Arrhenius analysis extracts the activation energy $E_a$ from the temperature dependence of the rate constant:

$k = A e^{-E_a / RT}$

Plotting $\ln k$ vs. $1/T$ gives a straight line with slope $-E_a/R$. The pre-exponential factor $A$ relates to the frequency of reactive collisions or attempts.

Eyring analysis uses transition state theory to connect the rate constant to thermodynamic activation parameters:

$k = \frac{k_B T}{h} e^{-\Delta G^{\ddagger} / RT}$

This separates the activation free energy into enthalpic ($\Delta H^{\ddagger}$) and entropic ($\Delta S^{\ddagger}$) contributions, giving you deeper mechanistic insight than the Arrhenius equation alone.

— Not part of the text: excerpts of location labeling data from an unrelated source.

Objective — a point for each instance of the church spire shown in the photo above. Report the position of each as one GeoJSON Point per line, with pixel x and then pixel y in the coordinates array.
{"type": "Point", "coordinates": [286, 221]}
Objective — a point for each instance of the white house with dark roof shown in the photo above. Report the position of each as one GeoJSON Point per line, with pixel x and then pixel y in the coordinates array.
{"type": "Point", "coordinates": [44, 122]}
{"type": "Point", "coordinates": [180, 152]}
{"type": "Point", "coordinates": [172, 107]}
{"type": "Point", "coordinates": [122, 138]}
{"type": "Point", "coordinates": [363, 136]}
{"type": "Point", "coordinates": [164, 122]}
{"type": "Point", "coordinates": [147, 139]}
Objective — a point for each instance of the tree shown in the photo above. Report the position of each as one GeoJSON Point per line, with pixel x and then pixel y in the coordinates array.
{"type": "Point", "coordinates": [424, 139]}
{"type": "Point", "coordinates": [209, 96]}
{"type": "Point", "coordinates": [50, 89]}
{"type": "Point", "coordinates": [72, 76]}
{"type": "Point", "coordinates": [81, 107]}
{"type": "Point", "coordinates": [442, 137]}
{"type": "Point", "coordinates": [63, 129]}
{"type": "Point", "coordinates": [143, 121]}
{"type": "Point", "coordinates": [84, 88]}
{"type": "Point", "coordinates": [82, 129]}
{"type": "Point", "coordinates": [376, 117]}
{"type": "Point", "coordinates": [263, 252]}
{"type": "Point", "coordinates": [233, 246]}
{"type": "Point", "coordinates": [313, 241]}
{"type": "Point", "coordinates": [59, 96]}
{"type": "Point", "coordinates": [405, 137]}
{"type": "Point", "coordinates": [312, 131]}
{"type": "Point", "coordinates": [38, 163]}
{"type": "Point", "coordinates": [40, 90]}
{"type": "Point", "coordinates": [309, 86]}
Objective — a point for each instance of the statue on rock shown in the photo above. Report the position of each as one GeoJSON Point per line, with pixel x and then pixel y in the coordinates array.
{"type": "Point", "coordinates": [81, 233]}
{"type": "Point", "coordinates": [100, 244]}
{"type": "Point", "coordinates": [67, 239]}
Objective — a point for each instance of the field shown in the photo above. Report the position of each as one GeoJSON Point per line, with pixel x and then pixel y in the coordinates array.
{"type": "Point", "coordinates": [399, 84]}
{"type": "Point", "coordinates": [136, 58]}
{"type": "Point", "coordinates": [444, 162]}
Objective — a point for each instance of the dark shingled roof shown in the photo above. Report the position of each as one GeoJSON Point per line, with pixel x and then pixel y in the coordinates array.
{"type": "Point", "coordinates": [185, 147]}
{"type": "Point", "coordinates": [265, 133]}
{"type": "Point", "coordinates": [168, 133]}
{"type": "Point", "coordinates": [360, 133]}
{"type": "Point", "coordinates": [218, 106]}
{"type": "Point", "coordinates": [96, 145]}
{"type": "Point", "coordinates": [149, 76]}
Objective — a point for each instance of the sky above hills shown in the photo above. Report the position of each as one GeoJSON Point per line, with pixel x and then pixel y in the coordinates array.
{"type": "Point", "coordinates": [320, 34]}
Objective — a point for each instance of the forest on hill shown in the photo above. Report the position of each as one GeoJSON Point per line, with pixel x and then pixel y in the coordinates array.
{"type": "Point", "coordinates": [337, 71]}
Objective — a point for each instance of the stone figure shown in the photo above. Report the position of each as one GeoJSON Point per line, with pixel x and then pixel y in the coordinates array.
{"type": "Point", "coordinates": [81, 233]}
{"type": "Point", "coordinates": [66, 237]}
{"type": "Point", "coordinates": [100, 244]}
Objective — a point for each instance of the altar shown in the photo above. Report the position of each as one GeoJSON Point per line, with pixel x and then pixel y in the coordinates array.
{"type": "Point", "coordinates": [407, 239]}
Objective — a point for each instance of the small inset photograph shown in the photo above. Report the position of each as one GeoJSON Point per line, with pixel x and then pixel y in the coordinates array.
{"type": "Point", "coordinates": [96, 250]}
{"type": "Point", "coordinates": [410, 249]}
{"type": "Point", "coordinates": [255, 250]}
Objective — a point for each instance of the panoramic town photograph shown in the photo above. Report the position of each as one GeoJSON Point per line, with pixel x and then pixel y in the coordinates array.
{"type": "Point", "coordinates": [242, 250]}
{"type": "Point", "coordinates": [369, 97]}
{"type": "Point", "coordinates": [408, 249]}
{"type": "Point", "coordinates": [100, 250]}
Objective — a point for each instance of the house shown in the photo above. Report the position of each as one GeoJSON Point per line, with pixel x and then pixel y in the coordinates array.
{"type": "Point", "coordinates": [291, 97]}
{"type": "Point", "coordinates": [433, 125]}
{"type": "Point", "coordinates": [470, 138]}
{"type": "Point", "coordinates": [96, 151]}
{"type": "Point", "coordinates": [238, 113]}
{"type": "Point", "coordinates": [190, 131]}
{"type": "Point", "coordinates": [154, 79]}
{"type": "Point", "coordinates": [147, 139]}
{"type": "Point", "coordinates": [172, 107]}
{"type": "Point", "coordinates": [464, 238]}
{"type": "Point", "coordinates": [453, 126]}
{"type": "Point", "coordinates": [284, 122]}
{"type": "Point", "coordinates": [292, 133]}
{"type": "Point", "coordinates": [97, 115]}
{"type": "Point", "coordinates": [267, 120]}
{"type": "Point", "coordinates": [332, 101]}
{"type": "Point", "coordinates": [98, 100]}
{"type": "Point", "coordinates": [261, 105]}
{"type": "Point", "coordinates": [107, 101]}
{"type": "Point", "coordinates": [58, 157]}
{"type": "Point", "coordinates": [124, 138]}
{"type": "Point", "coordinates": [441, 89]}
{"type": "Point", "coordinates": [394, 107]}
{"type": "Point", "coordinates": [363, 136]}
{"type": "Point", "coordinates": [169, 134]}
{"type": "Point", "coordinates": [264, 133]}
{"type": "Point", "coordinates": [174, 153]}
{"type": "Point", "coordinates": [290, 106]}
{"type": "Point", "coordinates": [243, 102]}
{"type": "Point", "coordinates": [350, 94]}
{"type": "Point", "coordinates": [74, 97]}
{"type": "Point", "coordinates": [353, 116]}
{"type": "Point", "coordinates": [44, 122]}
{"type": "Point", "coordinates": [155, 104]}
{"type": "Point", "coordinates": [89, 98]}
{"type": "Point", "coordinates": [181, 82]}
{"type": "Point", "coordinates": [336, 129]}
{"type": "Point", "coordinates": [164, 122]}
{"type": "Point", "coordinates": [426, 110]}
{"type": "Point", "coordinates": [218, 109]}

Global analysis is essential for time-resolved spectroscopic data where multiple intermediates have overlapping spectra. Instead of fitting each wavelength independently, you fit all wavelengths simultaneously, constraining them to share the same set of rate constants. This resolves the spectra and lifetimes of individual species that would be impossible to separate otherwise.

Kinetic isotope effects (KIEs) compare rate constants for reactions involving isotopically substituted substrates (e.g., H vs. D). A primary KIE (typically $k_H/k_D$ = 2–7) indicates that bond breaking at the isotopically labeled position occurs in the rate-determining step. Secondary KIEs are smaller and reflect changes in hybridization or bonding environment.